The study, led by Harvard researchers with collaborators at Stanford and published in Science, suggests an urgent need for controlled trials of the technology to determine how it can be most effectively deployed.

According to the article, researchers put the o1 preview system through the following paces:

  • They asked the large language model (LLM) to arrive at a patient diagnosis and develop a testing plan.
  • They evaluated its skill in clinical reasoning compared to both experts and generalist physicians.
  • They assessed the LLM’s performance on 76 emergency room cases in a Boston hospital at three stages: initial triage at arrival, first contact with a physician, and upon admission to the medical floor or intensive care unit.

The doctors who reviewed these tests found that the system “matched or exceeded expert human performance across each stage.” The AI was particularly good at making assessments at the initial triage stage, when there was the least information available, according to the article.

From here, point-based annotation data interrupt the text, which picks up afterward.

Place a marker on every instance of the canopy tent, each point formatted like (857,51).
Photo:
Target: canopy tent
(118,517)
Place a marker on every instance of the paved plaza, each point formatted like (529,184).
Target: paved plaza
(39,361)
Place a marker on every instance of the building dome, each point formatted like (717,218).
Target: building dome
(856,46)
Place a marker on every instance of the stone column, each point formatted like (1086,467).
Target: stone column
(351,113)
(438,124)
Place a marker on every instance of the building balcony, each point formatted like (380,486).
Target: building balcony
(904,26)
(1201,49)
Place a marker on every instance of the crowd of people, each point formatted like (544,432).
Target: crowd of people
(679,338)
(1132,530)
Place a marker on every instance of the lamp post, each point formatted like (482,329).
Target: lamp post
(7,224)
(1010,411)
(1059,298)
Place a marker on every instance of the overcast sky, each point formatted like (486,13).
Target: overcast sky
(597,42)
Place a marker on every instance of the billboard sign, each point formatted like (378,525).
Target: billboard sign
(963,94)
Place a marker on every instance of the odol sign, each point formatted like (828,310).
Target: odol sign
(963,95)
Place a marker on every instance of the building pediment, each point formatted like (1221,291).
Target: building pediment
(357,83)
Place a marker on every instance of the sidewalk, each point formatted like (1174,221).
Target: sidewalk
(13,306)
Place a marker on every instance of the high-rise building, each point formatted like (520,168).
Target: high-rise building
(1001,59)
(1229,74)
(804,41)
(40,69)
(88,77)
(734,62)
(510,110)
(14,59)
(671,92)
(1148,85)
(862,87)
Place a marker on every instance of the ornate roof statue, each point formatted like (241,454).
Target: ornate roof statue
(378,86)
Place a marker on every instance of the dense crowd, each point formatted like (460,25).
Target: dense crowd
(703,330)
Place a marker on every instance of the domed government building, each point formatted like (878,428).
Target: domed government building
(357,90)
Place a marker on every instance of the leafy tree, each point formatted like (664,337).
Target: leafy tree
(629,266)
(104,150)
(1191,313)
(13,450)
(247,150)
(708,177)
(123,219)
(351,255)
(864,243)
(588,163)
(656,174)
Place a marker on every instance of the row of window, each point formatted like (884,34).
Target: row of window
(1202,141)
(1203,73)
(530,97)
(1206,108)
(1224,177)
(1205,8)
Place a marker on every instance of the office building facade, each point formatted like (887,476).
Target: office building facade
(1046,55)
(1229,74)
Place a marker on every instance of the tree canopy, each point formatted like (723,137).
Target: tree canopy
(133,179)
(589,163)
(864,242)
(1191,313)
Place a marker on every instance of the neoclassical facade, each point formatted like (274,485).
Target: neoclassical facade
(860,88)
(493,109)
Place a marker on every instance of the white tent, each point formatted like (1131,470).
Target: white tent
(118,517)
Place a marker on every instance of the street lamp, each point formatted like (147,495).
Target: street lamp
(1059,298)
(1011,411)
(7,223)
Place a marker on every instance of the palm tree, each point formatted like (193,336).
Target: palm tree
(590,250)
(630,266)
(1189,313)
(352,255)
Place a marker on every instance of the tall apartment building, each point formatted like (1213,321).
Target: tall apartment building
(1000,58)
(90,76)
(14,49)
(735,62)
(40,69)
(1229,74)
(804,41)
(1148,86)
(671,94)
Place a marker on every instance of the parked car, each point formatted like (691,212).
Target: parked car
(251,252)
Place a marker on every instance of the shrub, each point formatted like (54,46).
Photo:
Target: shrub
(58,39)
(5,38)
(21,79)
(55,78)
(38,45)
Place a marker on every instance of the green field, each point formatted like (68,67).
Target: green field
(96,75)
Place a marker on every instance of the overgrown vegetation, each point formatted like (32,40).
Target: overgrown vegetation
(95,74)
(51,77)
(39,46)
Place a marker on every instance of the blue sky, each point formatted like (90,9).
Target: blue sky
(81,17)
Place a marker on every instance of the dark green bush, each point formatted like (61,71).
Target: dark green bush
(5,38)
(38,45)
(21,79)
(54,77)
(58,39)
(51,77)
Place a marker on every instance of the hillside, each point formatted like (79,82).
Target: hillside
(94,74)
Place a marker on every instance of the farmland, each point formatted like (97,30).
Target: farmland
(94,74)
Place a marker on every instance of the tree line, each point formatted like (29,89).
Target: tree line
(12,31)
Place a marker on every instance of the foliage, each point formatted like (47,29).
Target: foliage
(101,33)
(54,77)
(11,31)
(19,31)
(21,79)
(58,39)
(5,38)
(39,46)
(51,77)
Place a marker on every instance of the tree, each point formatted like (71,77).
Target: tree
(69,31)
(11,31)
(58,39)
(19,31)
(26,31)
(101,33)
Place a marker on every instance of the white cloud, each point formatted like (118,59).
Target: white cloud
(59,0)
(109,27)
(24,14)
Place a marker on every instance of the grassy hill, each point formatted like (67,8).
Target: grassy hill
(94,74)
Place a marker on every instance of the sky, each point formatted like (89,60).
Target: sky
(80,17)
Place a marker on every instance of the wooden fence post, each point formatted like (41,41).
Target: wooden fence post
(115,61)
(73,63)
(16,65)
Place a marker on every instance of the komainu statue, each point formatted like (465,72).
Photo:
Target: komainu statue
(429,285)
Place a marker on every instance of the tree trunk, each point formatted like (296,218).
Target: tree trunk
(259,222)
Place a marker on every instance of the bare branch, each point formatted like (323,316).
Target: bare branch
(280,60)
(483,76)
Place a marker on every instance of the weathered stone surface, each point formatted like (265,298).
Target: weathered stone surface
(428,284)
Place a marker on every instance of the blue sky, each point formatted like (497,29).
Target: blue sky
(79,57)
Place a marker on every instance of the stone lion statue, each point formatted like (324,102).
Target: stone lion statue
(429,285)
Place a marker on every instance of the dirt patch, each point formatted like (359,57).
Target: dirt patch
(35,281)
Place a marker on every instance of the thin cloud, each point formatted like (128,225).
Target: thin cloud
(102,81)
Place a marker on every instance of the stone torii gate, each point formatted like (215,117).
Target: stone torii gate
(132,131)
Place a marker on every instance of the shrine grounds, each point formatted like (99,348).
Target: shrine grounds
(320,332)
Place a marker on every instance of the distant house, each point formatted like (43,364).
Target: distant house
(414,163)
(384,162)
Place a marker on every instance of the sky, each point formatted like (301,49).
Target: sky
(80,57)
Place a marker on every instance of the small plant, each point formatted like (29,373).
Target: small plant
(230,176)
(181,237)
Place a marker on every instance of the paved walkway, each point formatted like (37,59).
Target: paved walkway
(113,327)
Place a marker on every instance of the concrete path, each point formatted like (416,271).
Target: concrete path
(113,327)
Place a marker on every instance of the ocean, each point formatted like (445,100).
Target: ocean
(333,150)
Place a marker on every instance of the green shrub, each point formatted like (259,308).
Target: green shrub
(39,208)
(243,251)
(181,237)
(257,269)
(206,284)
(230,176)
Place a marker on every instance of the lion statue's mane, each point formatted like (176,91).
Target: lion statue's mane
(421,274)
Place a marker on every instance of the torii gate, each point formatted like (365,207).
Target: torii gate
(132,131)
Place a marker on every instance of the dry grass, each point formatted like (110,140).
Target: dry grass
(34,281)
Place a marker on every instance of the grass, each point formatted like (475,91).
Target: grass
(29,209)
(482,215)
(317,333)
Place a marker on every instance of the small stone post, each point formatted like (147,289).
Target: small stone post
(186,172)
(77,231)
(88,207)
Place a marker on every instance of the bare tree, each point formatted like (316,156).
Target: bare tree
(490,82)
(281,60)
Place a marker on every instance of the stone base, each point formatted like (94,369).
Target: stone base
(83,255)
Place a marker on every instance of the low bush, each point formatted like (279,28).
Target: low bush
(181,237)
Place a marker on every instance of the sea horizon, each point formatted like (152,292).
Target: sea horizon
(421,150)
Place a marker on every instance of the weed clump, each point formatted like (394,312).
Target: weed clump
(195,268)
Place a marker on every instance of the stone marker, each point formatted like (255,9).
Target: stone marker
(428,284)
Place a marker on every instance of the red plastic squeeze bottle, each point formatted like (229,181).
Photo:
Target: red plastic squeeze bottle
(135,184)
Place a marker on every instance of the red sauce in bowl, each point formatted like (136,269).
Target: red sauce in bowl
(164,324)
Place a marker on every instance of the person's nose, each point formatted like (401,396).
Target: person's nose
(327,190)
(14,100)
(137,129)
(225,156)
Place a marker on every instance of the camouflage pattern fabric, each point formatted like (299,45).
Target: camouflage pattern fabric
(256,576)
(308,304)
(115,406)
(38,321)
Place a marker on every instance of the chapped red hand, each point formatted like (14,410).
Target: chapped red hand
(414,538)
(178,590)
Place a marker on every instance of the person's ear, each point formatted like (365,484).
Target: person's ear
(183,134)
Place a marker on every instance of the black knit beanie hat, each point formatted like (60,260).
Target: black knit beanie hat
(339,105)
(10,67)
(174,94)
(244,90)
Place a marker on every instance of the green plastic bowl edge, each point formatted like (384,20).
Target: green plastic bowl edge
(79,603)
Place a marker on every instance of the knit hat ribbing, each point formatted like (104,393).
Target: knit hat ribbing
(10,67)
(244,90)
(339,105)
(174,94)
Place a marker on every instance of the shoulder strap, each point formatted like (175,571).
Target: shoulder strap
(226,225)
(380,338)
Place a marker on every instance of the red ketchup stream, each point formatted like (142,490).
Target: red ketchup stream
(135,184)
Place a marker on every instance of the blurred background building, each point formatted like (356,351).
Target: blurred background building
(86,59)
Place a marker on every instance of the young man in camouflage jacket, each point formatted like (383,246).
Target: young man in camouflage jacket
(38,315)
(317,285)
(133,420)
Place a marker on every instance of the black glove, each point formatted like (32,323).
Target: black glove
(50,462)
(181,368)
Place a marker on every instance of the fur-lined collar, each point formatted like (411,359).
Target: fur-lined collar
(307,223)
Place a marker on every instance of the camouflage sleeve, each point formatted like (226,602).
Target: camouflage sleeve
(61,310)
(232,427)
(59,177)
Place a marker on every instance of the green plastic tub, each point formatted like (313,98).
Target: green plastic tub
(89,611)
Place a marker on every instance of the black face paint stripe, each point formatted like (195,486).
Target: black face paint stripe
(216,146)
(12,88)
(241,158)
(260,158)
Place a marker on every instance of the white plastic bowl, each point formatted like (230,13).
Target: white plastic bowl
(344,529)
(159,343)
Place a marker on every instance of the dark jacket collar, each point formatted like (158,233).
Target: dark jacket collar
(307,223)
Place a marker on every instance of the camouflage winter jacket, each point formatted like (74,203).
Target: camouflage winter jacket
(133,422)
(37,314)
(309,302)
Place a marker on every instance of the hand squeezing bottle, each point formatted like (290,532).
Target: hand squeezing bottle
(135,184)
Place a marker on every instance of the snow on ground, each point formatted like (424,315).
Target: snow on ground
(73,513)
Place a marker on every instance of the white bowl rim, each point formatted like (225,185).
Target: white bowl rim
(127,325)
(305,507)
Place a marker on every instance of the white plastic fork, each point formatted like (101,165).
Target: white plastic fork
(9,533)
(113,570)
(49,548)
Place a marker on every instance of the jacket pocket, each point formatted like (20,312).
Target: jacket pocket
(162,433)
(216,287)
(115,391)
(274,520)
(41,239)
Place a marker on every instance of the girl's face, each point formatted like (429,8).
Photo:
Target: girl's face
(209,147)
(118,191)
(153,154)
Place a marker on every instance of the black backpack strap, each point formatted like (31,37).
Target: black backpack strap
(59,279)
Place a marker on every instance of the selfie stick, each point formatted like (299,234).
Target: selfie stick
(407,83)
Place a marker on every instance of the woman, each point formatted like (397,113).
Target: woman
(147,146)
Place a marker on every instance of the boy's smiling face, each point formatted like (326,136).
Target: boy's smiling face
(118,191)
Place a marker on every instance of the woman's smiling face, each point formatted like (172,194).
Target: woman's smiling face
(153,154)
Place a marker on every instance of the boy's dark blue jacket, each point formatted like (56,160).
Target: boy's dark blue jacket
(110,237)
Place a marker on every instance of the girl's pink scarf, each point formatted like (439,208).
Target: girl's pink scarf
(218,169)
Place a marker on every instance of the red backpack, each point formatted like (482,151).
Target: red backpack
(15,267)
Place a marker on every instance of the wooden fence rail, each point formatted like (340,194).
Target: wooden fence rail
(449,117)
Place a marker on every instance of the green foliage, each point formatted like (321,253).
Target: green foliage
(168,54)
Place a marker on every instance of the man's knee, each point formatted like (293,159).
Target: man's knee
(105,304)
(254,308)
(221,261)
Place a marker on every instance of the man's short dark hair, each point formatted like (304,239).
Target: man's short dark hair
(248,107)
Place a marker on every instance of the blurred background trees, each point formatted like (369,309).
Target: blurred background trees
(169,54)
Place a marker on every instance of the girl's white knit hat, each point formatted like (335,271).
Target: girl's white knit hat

In other tests, the AI model proved “especially adept at diagnoses involving rare diseases and complex cases.” It was noted that “AI excelled in an evaluation that involved real scenarios from Massachusetts General Hospital that have been published in The New England Journal of Medicine.”

Delving into the Details

Thomas Buckley, a doctoral student at Harvard Medical School who worked on the study, stated that “the results suggest that o1 preview is achieving nearly optimal diagnosis on this set of challenging cases that have been used as benchmarks for assessing the diagnostic ability of computers since 1959.”

The study further found that the system significantly outperformed previous AI models, as well as humans using conventional aids, such as up-to-date Google search, on tasks involving what doctors refer to as “management reasoning.” This ranges from recommendations for antibiotic use to care goals approach and even end-of-life conversations.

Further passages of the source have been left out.